Tools: what commonalities should we focus on, when should we let
1000 flowers bloom, and how do we connect the two?
+Some thoughts on tools from the Steve & Steve Trip Report:+Selecting and/or developing modeling tool sets. Tools are needed
for parameter estimation, sensitivity analysis, verification, and
model comparison. Because modeling is such a diversified activity, it
may be useful for the members of the work group to identify items from
their own workflows and seek commonality.
A few general points on each are:
1. Parameter estimation. This really equates to the need to optimize
  one or more goodness-of-fit functions [e.g., least squares, maximum
  likelihood, maximum entropy (possibly), or hand-crafted objectives].
  So the real need is for optimizers that can be readily used in a
  generalized fashion. This need is shared by Statistical Inference.
  As these problems are numerically intensive, parallel approaches
  should be investigated. Also, both nondeterministic (e.g. particle
  swarm optimization) and deterministic (e.g. DIRECT) algorithms should
  be considered.
2. Sensitivity analysis. In principle, three types of sensitivities
  can be investigated, namely to (i) initial conditions, (ii) parameter
  values, and (iii) to input values. Of these, sensitivity to
  parameters is probably most important in the near term. Tools are
  needed that can explore model responses near an optimally fitting set
  of parameters. These responses include both the values of model
  outputs and of functions thereof (e.g. least squares values). Both
  numeric and symbolic derivatives are probably needed, with the latter
  including derivatives of computer source code. The ability to take
  complicated derivatives will be of assistance in parameter estimation.
  The need exists to visualize the results of sensitivity analyses.
  Sensitivity regions can be expected to extend orders of magnitude
  further in some directions than others.
3. Verification. Sometimes referred to as "model validation", the
  basic question is whether there exist grounds to reject a model based
  on observations. There is a large literature on how this might best
  be done. The question is complicated by the fact that verification
  should be considered in the context of some proposed model use. In
  research contexts the focus is heavily on model falsification but in
  applied contexts model acceptance may be related to 'acceptable levels
  of error'.
4. Model comparisons. The question in this context is generally which
  of two or more models better represents a given set of data. Again,
  there is literature of various methods from which to choose. This
  topic is also of relevance to "model selection" in Statistical
  Inference.
Formats, standards, and interchange: what are they good for?

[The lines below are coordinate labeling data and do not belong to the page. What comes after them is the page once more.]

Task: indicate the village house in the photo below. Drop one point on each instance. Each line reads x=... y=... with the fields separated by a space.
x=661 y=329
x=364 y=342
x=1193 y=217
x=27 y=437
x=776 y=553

A useful discussion of at least some standards, model formats, and
ontologies is being developed at BioModels.net (e.g., SBML, MIRIAM, SBGN).
On a related point, it might make sense for iPlant to partner with
BioModels.net to (a) provide a home/portal for plant-specific models
and (b) providing more substantial computational resources for online
simulation.
What types of modeling problems will best make use of unique
iPlant/TACC resources?
There is generally a sense (among those of us who have been discussing
it) that modeling problems of current interest become "big" when we
consider explorations across spaces of parameters, initial conditions,
and populations. Among other things, there are data management and data
integration problems that arise in coordinating sets of simulations.
Data integration drives us nuts: how can we convey useful requests
and specifications to the Data Integration group?
Personnel: what tasks can we hand to iPlant developers now, and when
we find a group postdoc, what will he/she work on?
Use cases:
1. the intersection of photosynthesis/carbon metabolism
  and flowering time
2. hypothesis-generation through data-mining,
  processing, and visualization
3. lignin biosynthesis (interest from group at NCSU working to develop models from detailed 'omics datasets).